A set of yoga moves specially designed for pregnant moms

rest action

A set of yoga moves specially designed for pregnant moms0

This action coordinates your breathing Instructions: Sit in a chair, then take a deep breath, paying attention to breathing in and out. Be sure to sit up straight with your shoulders tilted back and your hands on your stomach.

Simple childbirth breathing exercises

A set of yoga moves specially designed for pregnant moms1

A set of yoga moves specially designed for pregnant moms2

This action allows you to breathe deeper while exercising.

Explanation: First stand with your feet apart at the width of your hips, inhale and lift your arms until the palms can merge above the top of your head. Keep your palms together, exhale and slowly put your hands down on your chest and make a joint motion. Repeat this action 8 times.

Improved pressing down on the

A set of yoga moves specially designed for pregnant moms3

will stretch your back and hamstring well.

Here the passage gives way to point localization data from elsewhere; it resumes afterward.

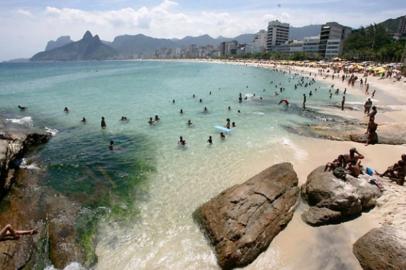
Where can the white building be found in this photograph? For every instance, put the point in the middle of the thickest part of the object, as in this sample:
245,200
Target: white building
259,42
278,33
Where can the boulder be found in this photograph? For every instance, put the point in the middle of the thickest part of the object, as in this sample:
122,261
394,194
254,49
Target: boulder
382,248
241,221
337,200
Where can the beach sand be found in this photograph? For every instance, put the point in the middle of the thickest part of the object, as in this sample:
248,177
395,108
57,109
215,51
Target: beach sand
306,247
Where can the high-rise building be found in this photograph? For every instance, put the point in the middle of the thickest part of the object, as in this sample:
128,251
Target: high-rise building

Explanation: Spread your feet apart as wide as your hips, stretch your arms in front of your body, hold on the back of a solid chair, and then slowly bend your upper body, knowing that it is in line with your hips and parallel to the ground. Make sure your feet are tightly pressed to the ground and stretch your body as much as you can accept it.

Modified side corner action

A set of yoga moves specially designed for pregnant moms4

This action stretches the muscles of the buttocks.

Explanation: Move the stool to a position where it can face you, and then place your right foot on the cushion of the chair. Place your right elbow on your knees and lift your left hand to the top of your head. The left side of your body should be in line with your fingers. As you stretch the left side of your body, press your right elbow against your knees. After 5-8 breaths, change direction and perform this action.

Standing Shoulder Stretch

A set of yoga moves specially designed for pregnant moms5

This action may stretch your shoulders and chest.

Explanation: Spread your feet apart as wide as your hips, cross your hands behind your body, and gently stretch your shoulders and chest. Make sure your waist is straight.

Hamstring relaxation

A set of yoga moves specially designed for pregnant moms6

This action will stretch your hamstrings.

Explanation: Move the chair towards you, then place the heel of your right foot on the chair cushion, bend your body forward to a position where you feel comfortable, stretch your hands to your feet as much as possible, make sure your back is flat, and breathe 5-8 times. Repeat this action in another direction.

Pigeon Action

A set of yoga moves specially designed for pregnant moms7

This action strengthens the muscles of your buttocks.

Explanation: Sit in a chair, then place your right foot on the knee of your left foot so that your right thigh can be parallel to the ground. Place your left hand on the ankle of your right foot and lean forward to keep your back straight. After 5-8 breaths, repeat this action in the other direction.